At the border between Albania and Yugoslavia columns of Italian Wehrmacht prisoners of war peer frantically about and beg for a crust of bread, while digging in sub-zero temperatures, seeking their way under mounds of snow, looking for a path, an exit. In thin voices that crack with the cold, they call to their loved ones and send them messages. Here, at the border whose encirclement ruptures, making it a passage, an exit, the Tedeschi family, with hundreds of civilians and soldiers on their way to Budapest, clamber into a railway car, never dreaming, not even wanting to know, what is happening just a little further north, what journeys there are, and to what end. Traversing Montenegro, Hungary and Austria, Florian and Ada and their four children arrive in Italy just before Christmas 1943.

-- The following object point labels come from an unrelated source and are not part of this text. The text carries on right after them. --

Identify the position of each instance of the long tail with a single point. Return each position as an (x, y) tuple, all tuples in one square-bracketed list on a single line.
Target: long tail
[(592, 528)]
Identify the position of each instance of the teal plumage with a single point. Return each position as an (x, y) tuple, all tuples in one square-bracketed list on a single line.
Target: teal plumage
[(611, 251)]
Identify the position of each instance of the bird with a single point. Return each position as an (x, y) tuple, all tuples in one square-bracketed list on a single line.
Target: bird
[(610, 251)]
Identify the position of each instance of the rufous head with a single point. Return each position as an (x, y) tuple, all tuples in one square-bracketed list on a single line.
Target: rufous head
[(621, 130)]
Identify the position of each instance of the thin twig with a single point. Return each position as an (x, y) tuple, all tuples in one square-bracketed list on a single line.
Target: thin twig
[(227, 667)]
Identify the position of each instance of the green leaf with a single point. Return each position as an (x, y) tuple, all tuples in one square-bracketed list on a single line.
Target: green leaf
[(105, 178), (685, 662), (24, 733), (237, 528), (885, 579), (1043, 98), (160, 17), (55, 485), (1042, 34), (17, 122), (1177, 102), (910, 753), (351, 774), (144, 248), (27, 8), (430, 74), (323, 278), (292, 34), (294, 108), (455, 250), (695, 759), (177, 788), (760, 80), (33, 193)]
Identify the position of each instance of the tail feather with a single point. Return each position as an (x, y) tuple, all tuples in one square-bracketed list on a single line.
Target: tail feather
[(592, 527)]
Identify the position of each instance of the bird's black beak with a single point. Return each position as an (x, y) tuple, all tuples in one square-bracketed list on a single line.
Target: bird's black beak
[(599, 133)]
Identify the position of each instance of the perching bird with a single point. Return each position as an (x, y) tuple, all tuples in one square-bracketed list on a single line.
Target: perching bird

The train stands in Budapest for several hours. Off it leap neatly pressed German soldiers, well fed and freshly shaven. The Hungarians toss portions of goulash, bread, milk and little bottles of rum in through the windows to the other passengers. Not three months later, from this same platform at Keleti station and several other smaller train stations in and around Budapest, other train carriages, locked freight cars, cattle wagons, with a hundred people in each, with a bucket for piss and a bucket for drinking water, will depart for a walled-in station, a blind track leading to a cosmic twilight. From early spring to early summer 1944 the crematorium at Auschwitz will work at full capacity, and daily it will vomit up the remains of 6,000 people, murdered, who will float away like gray eiderdown into the sky. And so it is that in two and a half months 400,000 Hungarian Jews will leap on board the “messianic timetable placed on the Index by the new order”, in a “wretched reworking of the antediluvian evacuation, this landlocked, earthbound reprise of Noah’s ark”, which was written for them by an unknown man in long black tails, in a shirt with a “stiff celluloid collar, yellowed like an old domino, the headwaiter’s tie with a bohemian knot, swinging his cane high in the air, swaying on his feet like a ship’s mast, staring into space”, a gentleman by the name of Eduard Sam, a gentleman who, with a glance at his watch “with a dial and Roman numerals showing the exact time”, steps out of the “frame of the drama and farce of which he is writer”.

The way lives interweave yet never touch, only to collide in mutual destruction, inconceivably distant in their simultaneity. In 1944 the former senior inspector of the state railways, by then a “retired senior railway inspector”, author of a timetable, Eduard Sam, steps along in a “column of the miserable and the ill, among horrified women and terrified children, going with them and alongside them, tall and bent over, without his spectacles, without his cane, which they had taken from him, staggering along with uncertain steps in the queue of the sacrificed, as a shepherd among his herd, a rabbi with his flock, a school teacher at the head of a group of school children…” So Eduard Sam moves towards the trains, towards the train carriages, whose departures and arrivals he has so often calibrated, checked, supplemented, coordinated, perfected, and now, as he walks, the times of train departures and arrivals, of routine departures and arrivals, run in his head like a refrain, like a ditty, much like the clacking of wheels, in close harmony with his broken step, like a song that will determine his fate, and to himself he repeats those arrivals and departures of trains, those routine departures. And, while Eduard Sam strides to his finality, high-level Nazi officials in Berlin, Cracow, Warsaw, everywhere, the perfect bureaucrats Dr Albert Ganzenmüller, State Secretary of the Reich Transport Ministry, and his superior, S.S. General Karl Wolff, Himmler’s personal adjutant, obediently apply the special, newly composed timetable to the new order. S.S. official Dr Albert Ganzenmüller, without a trace of malice, earnestly, with devotion and meticulous attention, crosses out, annuls Eduard Sam’s timetable of trains, of special trains, which had been honed for years, and in the serenity of an airy office composes his own Fahrplanordnung 587, Fahrplanordnung 290, and so on, special timetables of trains, of special trains, on which he stamps the official seal of annihilation.